Businesses are being urged to be on the lookout for email scams, with a rise in hackers targeting people with fake invoices.
Central Victorian farmer Rebecca Hamilton received an invoice for $24,000, which appeared to be from her regular supplier.
But it was Ms Hamilton’s caution that saved her from an expensive loss.
“Two invoices came across my desk with red writing stretched across the middle of them informing me that there’s been a change of bank account details,” Ms Hamilton said.
The Shelbourne wool producer called her supplier to check if they had changed their details.
“When I heard back from the supplier [and] it turned out they hadn’t changed their bank account, it set off alarm bells,” she said.
Livestock feed supplier Christina Fay said the invoice had come via her email address to Ms Hamilton’s.
However, she said, it seemed the hackers were able to intercept the email and change the details.
“When she sent me the invoice, for all intents and purposes, it was our invoice, it had all the correct information, except for the changed account details,” Ms Fay said.
Curium Legal owner Sarah Gee said she has seen businesses lose “insane” amounts of money to email scams in recent months, adding up to hundreds of thousands of dollars.
“I’ve seen fake requests generated by scammers from one member of a finance team to another in the same business,” she said.
“Fake requests for refunds from customers and scammers locking people out of their social media accounts when they’ve got huge followings.
“The level of sophistication we’re seeing from scammers at the moment, it’s almost impossible to detect.
“Many times businesses aren’t covered by insurance because they don’t have cyber insurance.
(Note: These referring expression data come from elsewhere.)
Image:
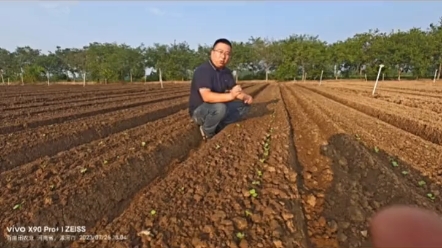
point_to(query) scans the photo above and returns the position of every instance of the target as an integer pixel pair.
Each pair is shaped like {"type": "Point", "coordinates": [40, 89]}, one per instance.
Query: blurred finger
{"type": "Point", "coordinates": [402, 226]}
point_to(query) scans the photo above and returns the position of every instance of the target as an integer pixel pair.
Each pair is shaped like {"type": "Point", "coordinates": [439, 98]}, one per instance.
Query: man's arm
{"type": "Point", "coordinates": [203, 82]}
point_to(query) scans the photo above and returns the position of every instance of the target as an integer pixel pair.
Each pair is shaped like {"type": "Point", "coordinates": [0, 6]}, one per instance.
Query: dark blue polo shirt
{"type": "Point", "coordinates": [208, 76]}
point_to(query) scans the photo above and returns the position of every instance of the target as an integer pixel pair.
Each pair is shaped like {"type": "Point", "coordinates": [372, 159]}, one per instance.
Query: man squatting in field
{"type": "Point", "coordinates": [215, 99]}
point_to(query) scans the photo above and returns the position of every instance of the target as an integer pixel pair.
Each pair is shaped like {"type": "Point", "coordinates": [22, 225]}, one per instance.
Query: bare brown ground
{"type": "Point", "coordinates": [308, 167]}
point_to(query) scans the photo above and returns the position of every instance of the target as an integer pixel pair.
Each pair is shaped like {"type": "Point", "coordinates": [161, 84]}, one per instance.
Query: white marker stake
{"type": "Point", "coordinates": [320, 79]}
{"type": "Point", "coordinates": [377, 79]}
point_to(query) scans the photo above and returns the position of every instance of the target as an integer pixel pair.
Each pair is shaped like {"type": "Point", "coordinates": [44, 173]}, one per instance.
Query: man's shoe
{"type": "Point", "coordinates": [203, 134]}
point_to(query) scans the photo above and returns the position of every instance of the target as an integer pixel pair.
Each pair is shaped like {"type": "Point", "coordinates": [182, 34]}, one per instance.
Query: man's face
{"type": "Point", "coordinates": [220, 54]}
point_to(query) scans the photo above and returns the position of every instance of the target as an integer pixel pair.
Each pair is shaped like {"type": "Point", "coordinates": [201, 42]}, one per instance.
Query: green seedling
{"type": "Point", "coordinates": [253, 193]}
{"type": "Point", "coordinates": [376, 149]}
{"type": "Point", "coordinates": [431, 196]}
{"type": "Point", "coordinates": [240, 235]}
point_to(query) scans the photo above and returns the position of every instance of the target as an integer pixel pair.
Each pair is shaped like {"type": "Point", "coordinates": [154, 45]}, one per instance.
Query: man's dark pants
{"type": "Point", "coordinates": [213, 117]}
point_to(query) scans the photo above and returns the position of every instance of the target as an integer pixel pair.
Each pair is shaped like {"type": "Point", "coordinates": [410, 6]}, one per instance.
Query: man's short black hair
{"type": "Point", "coordinates": [222, 40]}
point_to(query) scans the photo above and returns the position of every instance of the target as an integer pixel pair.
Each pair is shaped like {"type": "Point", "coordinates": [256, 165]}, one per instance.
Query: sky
{"type": "Point", "coordinates": [47, 24]}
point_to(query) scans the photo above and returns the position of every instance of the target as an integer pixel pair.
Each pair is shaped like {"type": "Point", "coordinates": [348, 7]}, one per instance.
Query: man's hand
{"type": "Point", "coordinates": [247, 99]}
{"type": "Point", "coordinates": [235, 91]}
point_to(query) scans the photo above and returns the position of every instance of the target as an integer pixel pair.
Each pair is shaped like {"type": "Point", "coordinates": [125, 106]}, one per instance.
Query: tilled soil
{"type": "Point", "coordinates": [308, 167]}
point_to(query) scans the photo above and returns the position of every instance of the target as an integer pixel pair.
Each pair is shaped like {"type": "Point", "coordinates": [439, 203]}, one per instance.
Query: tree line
{"type": "Point", "coordinates": [413, 54]}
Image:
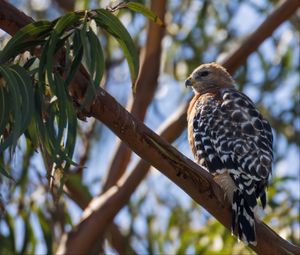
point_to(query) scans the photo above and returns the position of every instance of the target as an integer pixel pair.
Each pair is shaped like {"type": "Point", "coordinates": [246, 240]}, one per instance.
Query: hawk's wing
{"type": "Point", "coordinates": [233, 136]}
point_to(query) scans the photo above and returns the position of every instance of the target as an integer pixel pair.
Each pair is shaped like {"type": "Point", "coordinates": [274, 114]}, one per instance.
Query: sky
{"type": "Point", "coordinates": [119, 87]}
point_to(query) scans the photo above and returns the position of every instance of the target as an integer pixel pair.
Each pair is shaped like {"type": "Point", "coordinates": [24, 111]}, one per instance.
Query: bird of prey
{"type": "Point", "coordinates": [230, 139]}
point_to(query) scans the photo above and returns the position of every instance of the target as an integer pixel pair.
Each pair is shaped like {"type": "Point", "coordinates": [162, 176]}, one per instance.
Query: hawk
{"type": "Point", "coordinates": [230, 139]}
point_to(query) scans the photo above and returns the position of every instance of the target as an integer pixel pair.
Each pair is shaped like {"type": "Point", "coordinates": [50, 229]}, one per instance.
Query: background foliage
{"type": "Point", "coordinates": [160, 218]}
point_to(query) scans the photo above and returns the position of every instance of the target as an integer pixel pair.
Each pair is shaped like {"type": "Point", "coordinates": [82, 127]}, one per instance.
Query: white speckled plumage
{"type": "Point", "coordinates": [230, 139]}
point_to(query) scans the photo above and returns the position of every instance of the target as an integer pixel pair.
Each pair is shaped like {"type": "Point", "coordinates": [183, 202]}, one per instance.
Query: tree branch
{"type": "Point", "coordinates": [194, 180]}
{"type": "Point", "coordinates": [146, 87]}
{"type": "Point", "coordinates": [186, 174]}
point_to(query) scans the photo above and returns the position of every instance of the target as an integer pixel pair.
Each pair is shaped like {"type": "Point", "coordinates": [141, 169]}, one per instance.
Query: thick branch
{"type": "Point", "coordinates": [146, 86]}
{"type": "Point", "coordinates": [167, 159]}
{"type": "Point", "coordinates": [196, 182]}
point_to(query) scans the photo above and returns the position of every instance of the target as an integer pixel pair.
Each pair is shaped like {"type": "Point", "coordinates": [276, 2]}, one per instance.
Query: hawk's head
{"type": "Point", "coordinates": [208, 76]}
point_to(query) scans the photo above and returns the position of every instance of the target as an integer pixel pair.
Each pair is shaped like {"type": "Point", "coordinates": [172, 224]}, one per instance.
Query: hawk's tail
{"type": "Point", "coordinates": [243, 217]}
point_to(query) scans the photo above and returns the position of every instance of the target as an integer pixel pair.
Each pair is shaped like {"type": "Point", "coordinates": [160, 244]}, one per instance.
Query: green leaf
{"type": "Point", "coordinates": [5, 173]}
{"type": "Point", "coordinates": [113, 26]}
{"type": "Point", "coordinates": [78, 54]}
{"type": "Point", "coordinates": [16, 114]}
{"type": "Point", "coordinates": [26, 89]}
{"type": "Point", "coordinates": [145, 11]}
{"type": "Point", "coordinates": [4, 108]}
{"type": "Point", "coordinates": [16, 44]}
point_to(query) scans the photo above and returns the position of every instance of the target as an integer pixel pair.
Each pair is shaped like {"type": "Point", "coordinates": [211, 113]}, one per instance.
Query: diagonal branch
{"type": "Point", "coordinates": [190, 177]}
{"type": "Point", "coordinates": [194, 180]}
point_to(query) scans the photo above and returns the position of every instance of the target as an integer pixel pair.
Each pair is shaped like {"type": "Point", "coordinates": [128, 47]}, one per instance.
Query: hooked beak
{"type": "Point", "coordinates": [188, 82]}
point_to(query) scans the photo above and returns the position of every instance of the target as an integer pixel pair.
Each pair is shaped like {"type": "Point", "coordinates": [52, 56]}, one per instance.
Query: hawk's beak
{"type": "Point", "coordinates": [188, 82]}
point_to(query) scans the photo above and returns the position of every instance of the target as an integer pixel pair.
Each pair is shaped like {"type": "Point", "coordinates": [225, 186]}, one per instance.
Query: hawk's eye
{"type": "Point", "coordinates": [204, 73]}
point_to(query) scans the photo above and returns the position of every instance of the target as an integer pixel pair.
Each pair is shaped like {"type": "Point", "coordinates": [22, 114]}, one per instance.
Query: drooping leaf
{"type": "Point", "coordinates": [145, 11]}
{"type": "Point", "coordinates": [25, 35]}
{"type": "Point", "coordinates": [113, 26]}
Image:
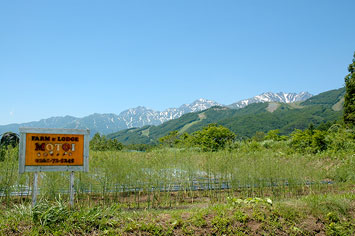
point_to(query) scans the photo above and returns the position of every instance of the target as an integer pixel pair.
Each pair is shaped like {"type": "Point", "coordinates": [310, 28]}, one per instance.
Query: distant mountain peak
{"type": "Point", "coordinates": [272, 97]}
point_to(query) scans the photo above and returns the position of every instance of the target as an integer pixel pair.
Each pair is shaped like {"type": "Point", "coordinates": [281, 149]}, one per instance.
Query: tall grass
{"type": "Point", "coordinates": [166, 177]}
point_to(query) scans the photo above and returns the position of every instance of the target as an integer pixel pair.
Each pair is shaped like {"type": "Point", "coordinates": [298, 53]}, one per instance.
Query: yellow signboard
{"type": "Point", "coordinates": [44, 149]}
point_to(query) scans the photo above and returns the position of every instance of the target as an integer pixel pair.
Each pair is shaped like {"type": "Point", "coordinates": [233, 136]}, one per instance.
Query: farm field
{"type": "Point", "coordinates": [251, 190]}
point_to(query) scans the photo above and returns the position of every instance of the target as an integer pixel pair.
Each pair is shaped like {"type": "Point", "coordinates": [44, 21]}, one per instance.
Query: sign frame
{"type": "Point", "coordinates": [22, 151]}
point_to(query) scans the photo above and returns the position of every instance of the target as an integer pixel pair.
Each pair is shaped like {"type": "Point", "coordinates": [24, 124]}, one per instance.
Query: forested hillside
{"type": "Point", "coordinates": [245, 122]}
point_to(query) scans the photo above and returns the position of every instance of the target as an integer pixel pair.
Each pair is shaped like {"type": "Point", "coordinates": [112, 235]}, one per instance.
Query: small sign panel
{"type": "Point", "coordinates": [53, 150]}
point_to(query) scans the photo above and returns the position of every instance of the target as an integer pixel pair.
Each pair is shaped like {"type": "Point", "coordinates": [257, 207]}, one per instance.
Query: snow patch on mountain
{"type": "Point", "coordinates": [273, 97]}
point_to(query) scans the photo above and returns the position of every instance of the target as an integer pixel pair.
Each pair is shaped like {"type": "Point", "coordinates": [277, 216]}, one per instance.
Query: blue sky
{"type": "Point", "coordinates": [81, 57]}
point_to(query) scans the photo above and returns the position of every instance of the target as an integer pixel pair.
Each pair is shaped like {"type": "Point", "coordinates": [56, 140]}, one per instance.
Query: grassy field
{"type": "Point", "coordinates": [251, 190]}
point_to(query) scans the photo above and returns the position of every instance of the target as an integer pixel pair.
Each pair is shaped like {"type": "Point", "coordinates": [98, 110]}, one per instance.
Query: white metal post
{"type": "Point", "coordinates": [72, 188]}
{"type": "Point", "coordinates": [34, 188]}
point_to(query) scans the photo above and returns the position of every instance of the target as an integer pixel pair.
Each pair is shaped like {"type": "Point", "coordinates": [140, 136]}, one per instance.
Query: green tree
{"type": "Point", "coordinates": [273, 135]}
{"type": "Point", "coordinates": [171, 139]}
{"type": "Point", "coordinates": [9, 138]}
{"type": "Point", "coordinates": [213, 137]}
{"type": "Point", "coordinates": [101, 143]}
{"type": "Point", "coordinates": [349, 98]}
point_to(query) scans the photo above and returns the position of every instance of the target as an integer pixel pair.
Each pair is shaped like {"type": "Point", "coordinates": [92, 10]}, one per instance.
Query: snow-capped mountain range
{"type": "Point", "coordinates": [273, 97]}
{"type": "Point", "coordinates": [141, 116]}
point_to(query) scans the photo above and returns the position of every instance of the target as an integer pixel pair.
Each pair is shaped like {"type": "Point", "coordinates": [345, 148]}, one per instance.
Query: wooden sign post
{"type": "Point", "coordinates": [53, 150]}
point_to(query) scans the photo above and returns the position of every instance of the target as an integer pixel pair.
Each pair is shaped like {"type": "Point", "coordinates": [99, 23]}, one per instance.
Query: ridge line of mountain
{"type": "Point", "coordinates": [140, 116]}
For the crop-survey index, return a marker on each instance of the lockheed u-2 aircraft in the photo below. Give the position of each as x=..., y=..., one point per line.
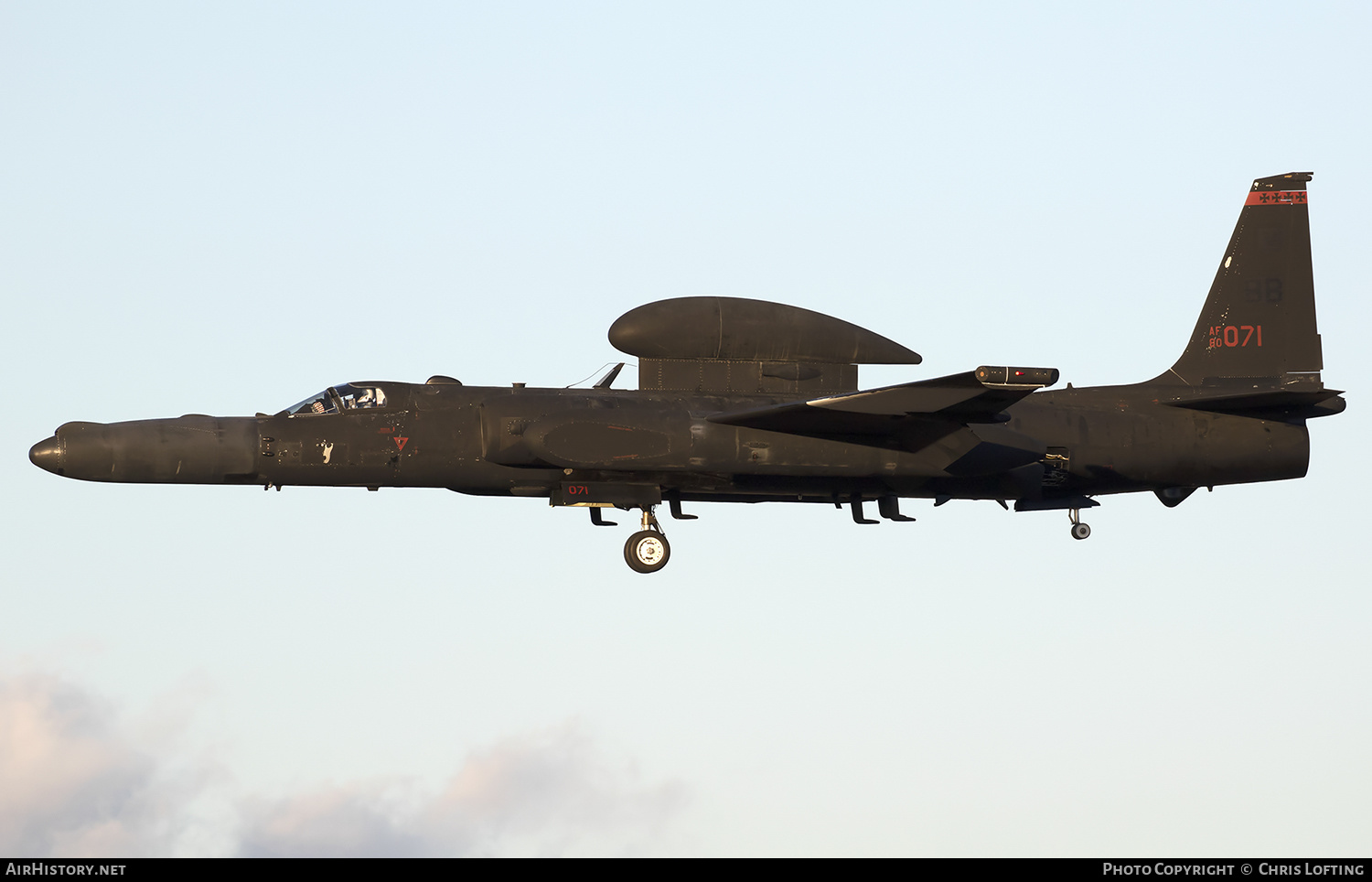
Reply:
x=746, y=401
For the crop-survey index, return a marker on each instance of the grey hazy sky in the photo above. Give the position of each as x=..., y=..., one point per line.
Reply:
x=224, y=208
And often there are gaps in cyber insurance even if they do have it.”
In the wake of the Medibank and Optus hacking scandal, the Bendigo lawyer said many business owners were increasing their cyber protection.
“It’s extremely stressful for business owners who are hacked, they’re worried about their duty of care to the customers and employees,” she said.
“Banks are then often taking 45 business days to know if the money can be recovered or not.
“It’s another thing to add to the rising costs of running a business.”
Advice on suspected scam emails
If you find yourself with a suspected scam invoice, Ms Gee had some simple advice.
“Don’t use the phone number in the suspected scam email to follow up,” she said.
“The scammers are including dodgy phone numbers too and it often goes to someone who speaks perfect English.
“Find the number for the business somewhere else.”